Belgique et Pays-Bas signent une déclaration commune pour améliorer le ferroviaire transfrontalier
Les Pays-Bas et la Belgique se sont retrouvés mercredi à Anvers pour signer une déclaration commune visant à renforcer et améliorer les liaisons ferroviaires transfrontalières entre les deux pays : S32, EuroCity, possible Bruxelles –Eindhoven, Gand – Terneuzen, 3RX… Les deux États prévoient de signer un accord-cadre durant l’été et s’engagent à organiser des réunions semestrielles du groupe de travail ainsi qu’une rencontre annuelle entre les responsables politiques en charge de la mobilité.
La Belgique et les Pays-Bas ont signé mercredi à Anvers une déclaration commune visant à améliorer le système ferroviaire transfrontalier entre les deux pays, en présence du ministre Jean-Luc Crucke (Mobilité, Climat et Transition écologique, au nom de la Belgique) et du secrétaire d’État démissionnaire Thierry Aartsen (Infrastructure et Gestion de l’eau, au nom des Pays-Bas).
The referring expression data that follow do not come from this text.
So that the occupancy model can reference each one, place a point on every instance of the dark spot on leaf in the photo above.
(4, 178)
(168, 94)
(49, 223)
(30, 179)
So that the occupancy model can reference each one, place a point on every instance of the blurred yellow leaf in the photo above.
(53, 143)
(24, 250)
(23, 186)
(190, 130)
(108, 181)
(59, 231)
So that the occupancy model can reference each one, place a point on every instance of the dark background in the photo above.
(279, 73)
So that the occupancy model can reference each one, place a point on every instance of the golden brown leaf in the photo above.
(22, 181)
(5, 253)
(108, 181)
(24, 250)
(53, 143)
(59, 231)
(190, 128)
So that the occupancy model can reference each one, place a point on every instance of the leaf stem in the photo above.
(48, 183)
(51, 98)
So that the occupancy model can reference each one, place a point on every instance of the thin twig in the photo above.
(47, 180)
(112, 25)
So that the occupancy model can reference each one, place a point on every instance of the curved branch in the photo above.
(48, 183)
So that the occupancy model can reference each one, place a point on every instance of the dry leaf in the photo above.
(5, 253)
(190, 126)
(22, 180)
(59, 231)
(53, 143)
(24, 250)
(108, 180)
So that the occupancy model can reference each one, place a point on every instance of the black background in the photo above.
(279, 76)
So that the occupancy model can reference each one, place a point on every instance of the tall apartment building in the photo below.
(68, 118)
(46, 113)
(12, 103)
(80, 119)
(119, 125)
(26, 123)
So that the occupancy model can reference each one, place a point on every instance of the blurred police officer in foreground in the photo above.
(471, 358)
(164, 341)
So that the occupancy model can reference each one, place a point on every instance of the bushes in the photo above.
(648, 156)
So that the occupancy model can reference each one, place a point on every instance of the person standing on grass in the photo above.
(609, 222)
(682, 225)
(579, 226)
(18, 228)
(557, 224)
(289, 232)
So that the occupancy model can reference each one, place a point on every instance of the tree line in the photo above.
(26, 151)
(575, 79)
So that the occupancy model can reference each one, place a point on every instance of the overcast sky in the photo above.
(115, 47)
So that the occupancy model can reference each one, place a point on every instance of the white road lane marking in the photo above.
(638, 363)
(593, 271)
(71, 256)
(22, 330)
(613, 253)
“Les signataires apprécient la coopération existante entre les autorités concernées, les entreprises ferroviaires et les gestionnaires d’infrastructure ferroviaire, tout en reconnaissant qu’il subsiste des défis et que de nouveaux se sont ajoutés dans un monde en évolution rapide, qui appelle également à une action rapide. Les signataires reconnaissent donc l’urgence d’accélérer les démarches et de renforcer et d’intensifier davantage leur coopération mutuelle.”
Les accords s’appuient sur la coopération existante et sur les accords ferroviaires conclus entre la Belgique et les Pays-Bas en 2022. L’intensification nécessite toutefois des efforts supplémentaires et, le cas échéant, un approfondissement du contenu. C’est pourquoi il a été convenu d’impliquer les autorités régionales et les gestionnaires d’infrastructure ferroviaire dans l’approche, lorsque cela est nécessaire et pertinent.
Concrètement, il existe cinq liaisons ferroviaires de voyageurs entre la Belgique et les Pays-Bas : Eurostar (Paris –) Bruxelles – Amsterdam, EuroCity Bruxelles – Rotterdam, EuroCity Direct Bruxelles – Lelystad, S32 (Puurs – Anvers – Roosendaal) et le Drielandentrein (S44) Liège – Maastricht (– Aachen), le S44.
Plusieurs dossiers
L’accord vise d’abord à améliorer la coordination et le déploiement de l’ERTMS : en Belgique, presque tout le réseau (à l’exception de la LGV 1 et de certains faisceaux) est passé à l’ETCS niveau 1 ou niveau 2. Aux Pays-Bas, la situation est plus compliquée car le réseau reste globalement à l’ancien système ATB, sauf sur la HSL Zuid, les deux lignes entre Europoort et Elten (DE), entre Utrecht et Amsterdam et sur la Hanzelijn entre Lelystad et Zwolle.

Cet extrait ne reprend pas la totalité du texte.